Adding and connecting to data sources (Data Virtualization)

Data Virtualization supports many relational and non-relational data sources that you can add to your data source environment. Data Virtualization connects to relational data sources by using the Java Database Connectivity (JDBC) protocol.

There are several ways that you can connect to your data sources.

Before you begin

  1. If you want to enforce governance for your published objects, set up a governed catalog to publish your assets to. For more information, see Enabling enforcement of data protection rules in Data Virtualization.
  2. Review the list of data sources that are supported for Data Virtualization as a service. For more information, see Supported data sources (Data Virtualization as a service).
  3. For certain data sources, such as Google BigQuery, SAP HANA, and Snowflake, you must complete specific steps.
  4. After a data source is added, any user with virtualize permissions (Data Virtualization Manager or Engineer roles) can create virtual tables. The user can create virtual tables by using any of the added data sources, no matter which user added the data source. Users with a Data Virtualization User role must be granted access to the virtualized table or view by using the data request workflow. For more information, see Managing users and roles.
  5. Review considerations and restrictions for data type mapping in Data Virtualization. For more information, see Data source considerations (Data Virtualization).

Adding a new data source

To add a data source to your environment, complete the following steps.

Procedure

  1. Click Data > Data Virtualization > Data sources.
  2. Click Add connection > New connection to see a list of data sources that can be added to Data Virtualization.
  3. Select the type of data source that you want to connect to and then click Select.
    The type of connection that you create determines the information that you must provide.

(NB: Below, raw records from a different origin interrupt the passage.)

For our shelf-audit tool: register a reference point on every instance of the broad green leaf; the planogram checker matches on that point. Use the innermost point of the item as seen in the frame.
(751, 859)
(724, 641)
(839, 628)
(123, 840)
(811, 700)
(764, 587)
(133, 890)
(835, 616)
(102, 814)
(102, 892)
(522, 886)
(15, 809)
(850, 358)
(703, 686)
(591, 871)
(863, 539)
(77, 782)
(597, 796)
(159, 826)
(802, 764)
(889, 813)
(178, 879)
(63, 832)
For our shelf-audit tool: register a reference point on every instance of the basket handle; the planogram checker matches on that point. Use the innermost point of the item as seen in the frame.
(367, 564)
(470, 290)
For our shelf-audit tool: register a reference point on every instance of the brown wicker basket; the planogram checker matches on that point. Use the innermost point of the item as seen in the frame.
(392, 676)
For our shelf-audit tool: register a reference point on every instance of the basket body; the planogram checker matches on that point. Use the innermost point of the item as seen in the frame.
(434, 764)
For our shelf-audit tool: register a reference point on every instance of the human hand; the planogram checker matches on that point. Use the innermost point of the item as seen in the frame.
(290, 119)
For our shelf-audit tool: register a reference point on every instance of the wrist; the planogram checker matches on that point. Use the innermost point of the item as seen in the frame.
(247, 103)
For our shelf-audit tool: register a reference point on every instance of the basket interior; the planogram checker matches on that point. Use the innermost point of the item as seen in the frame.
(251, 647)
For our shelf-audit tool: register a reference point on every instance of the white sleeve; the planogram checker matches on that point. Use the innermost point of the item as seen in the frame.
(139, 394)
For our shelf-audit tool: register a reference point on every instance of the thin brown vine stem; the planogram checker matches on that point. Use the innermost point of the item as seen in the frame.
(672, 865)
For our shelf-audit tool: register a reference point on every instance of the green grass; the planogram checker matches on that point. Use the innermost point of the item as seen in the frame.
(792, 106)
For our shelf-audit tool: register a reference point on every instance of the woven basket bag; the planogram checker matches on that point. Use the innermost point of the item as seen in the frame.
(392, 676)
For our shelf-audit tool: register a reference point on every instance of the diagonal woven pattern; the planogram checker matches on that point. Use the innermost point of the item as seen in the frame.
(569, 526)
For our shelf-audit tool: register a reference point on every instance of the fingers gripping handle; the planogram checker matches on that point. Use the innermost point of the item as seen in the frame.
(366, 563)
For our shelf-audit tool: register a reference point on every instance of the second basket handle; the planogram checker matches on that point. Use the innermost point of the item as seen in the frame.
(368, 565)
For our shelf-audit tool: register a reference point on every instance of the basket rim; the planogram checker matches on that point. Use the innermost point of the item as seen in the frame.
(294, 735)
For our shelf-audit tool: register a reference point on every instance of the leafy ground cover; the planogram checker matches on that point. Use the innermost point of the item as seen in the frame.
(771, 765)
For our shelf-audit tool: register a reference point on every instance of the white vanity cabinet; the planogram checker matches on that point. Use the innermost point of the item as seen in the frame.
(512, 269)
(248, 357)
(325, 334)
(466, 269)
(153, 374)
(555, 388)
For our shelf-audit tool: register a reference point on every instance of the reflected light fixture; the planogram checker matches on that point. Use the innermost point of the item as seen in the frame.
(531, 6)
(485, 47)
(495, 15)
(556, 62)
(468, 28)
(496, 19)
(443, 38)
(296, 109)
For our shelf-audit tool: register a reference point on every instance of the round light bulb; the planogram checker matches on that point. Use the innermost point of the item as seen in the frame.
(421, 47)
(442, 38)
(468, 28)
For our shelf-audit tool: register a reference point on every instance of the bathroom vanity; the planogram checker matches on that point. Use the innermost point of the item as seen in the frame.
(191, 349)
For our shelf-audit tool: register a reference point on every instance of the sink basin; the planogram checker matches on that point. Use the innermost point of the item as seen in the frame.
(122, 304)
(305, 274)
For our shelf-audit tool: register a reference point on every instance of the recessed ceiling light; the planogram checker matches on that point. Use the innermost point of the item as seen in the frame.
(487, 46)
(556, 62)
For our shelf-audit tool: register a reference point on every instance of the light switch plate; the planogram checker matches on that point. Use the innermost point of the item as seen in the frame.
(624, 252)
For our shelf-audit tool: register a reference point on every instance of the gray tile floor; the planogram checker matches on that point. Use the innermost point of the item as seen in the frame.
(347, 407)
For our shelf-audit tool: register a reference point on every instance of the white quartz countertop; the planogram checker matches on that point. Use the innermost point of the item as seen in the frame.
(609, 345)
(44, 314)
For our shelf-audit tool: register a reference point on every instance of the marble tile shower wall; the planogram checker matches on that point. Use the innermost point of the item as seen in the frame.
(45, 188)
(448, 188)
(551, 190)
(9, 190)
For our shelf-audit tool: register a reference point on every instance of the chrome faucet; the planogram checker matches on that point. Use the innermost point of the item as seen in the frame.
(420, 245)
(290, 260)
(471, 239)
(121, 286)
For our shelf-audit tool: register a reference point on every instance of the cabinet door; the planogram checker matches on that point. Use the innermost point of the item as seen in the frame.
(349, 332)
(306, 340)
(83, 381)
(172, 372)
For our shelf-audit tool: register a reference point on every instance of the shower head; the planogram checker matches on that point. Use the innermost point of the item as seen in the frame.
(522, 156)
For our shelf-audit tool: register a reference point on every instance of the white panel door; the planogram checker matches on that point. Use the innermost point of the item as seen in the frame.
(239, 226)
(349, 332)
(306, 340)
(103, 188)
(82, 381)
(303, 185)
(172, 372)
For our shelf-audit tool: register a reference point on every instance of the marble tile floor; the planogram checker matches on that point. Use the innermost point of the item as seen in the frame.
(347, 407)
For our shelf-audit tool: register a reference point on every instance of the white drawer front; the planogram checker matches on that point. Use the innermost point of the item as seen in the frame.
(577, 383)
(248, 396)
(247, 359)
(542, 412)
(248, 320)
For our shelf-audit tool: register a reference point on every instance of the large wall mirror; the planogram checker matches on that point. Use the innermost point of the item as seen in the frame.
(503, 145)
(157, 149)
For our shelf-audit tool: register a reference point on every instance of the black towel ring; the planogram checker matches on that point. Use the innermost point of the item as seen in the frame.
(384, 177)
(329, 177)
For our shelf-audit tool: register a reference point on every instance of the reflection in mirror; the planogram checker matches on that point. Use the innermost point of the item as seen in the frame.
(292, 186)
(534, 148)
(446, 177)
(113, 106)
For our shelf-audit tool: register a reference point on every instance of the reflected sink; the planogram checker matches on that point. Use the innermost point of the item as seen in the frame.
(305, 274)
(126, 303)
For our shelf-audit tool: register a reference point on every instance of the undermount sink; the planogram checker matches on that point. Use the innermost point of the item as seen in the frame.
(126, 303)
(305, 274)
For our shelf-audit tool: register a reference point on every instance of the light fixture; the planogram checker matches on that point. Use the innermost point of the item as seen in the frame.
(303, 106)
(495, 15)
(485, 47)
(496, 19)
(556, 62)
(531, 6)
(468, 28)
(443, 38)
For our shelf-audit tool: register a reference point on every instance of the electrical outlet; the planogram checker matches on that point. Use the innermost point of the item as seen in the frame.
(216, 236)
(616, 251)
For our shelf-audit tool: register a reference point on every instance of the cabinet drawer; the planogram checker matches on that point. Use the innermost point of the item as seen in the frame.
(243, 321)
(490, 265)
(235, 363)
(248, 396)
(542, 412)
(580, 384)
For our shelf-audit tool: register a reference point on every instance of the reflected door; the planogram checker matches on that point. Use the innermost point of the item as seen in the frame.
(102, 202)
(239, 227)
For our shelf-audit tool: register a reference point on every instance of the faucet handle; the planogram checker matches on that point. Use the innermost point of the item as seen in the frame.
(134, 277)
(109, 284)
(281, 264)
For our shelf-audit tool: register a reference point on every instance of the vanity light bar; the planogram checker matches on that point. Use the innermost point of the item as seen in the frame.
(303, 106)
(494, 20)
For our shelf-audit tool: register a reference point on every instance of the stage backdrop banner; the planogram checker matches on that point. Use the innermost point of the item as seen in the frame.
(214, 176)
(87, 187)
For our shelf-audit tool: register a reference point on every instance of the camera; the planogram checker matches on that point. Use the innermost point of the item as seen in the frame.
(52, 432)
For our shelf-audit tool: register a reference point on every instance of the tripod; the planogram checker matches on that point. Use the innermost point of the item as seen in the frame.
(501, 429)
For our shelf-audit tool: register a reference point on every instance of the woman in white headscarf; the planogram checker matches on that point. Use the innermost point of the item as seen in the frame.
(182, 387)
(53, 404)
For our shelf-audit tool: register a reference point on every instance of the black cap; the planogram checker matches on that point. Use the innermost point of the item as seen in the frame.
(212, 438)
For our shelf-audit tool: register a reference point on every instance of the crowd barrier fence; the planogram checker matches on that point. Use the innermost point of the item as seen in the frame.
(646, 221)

    Typically, a connection requires a URL, a hostname, and port number.

  4. Specify the required information based on the connection that you selected:
    • The connection name and description.
    • The name of the database
    • The hostname or IP address and port number of the database, which is required to access the connection.
    • The username and password that allow access to the data source.
      Note: The username and password that is specified here refer to an ID with read-only access to the data source. This user is required for accessing data from the data source and does not necessarily correspond to a Cloud Pak for Data username or a Data Virtualization user ID.

      For some data sources, you can use the Cloud Pak for Data credentials to access the data source. To do so, select the corresponding checkbox.

    • Any additional properties required to create the connection.
  5. If you want to use SSL to connect to the database, copy the content of the SSL certificate and paste it in the corresponding box.
  6. Click Create to add the connection to the data source environment.

Adding a data source from an existing connection

To add a data source from an existing connection, complete the following steps.

Before you begin

You might see a blank page when you follow these steps. To work around the issue, visit the Data > Data Virtualization > Platform connections page before you use the following procedure.

Procedure

  1. Click Data > Data Virtualization > Data sources.
  2. Click the Add connection drop-down menu and click Existing connection to see a list of data sources that can be added to Data Virtualization.
  3. Select the data source that you want to add and click Add.

Connecting to data sources at the platform level

About this task

You can create connections that can be used by various services across the platform. Any user who has access to the platform can see these connections. However, only users with the credentials for the data source can use a connection. These platform-level connections are available from the Platform connections page.

Restriction: Not all services support the same types of connections. Most services support a subset of the connections that are supported by the platform.

The Platform connections page is a specialized view of the Platform assets catalog. (The connections that are defined on the Platform connections page are also included in the Platform assets catalog.)

The Platform connections page shows the list of connections that can be used by various services on the platform. At a minimum, all users have the Viewer role on the catalog, which means that they can see the connections that are defined.

Required permissions
To create a platform-level connection, you must be an Editor or Administrator on the Platform connections catalog.
Tip: Work with your data source administrator to ensure that you have the correct information to connect to your data source.

To create a platform-level connection, following these steps.

Procedure

  1. Click Data > Platform connections
  2. Click New connection.
  3. Select the type of data source that you want to connect to.

    If you want to connect to an unsupported data source by creating a Generic JDBC connection, a Cloud Pak for Data platform administrator must upload the JDBC drivers for that data source. For more information, see Importing JDBC drivers for data sources.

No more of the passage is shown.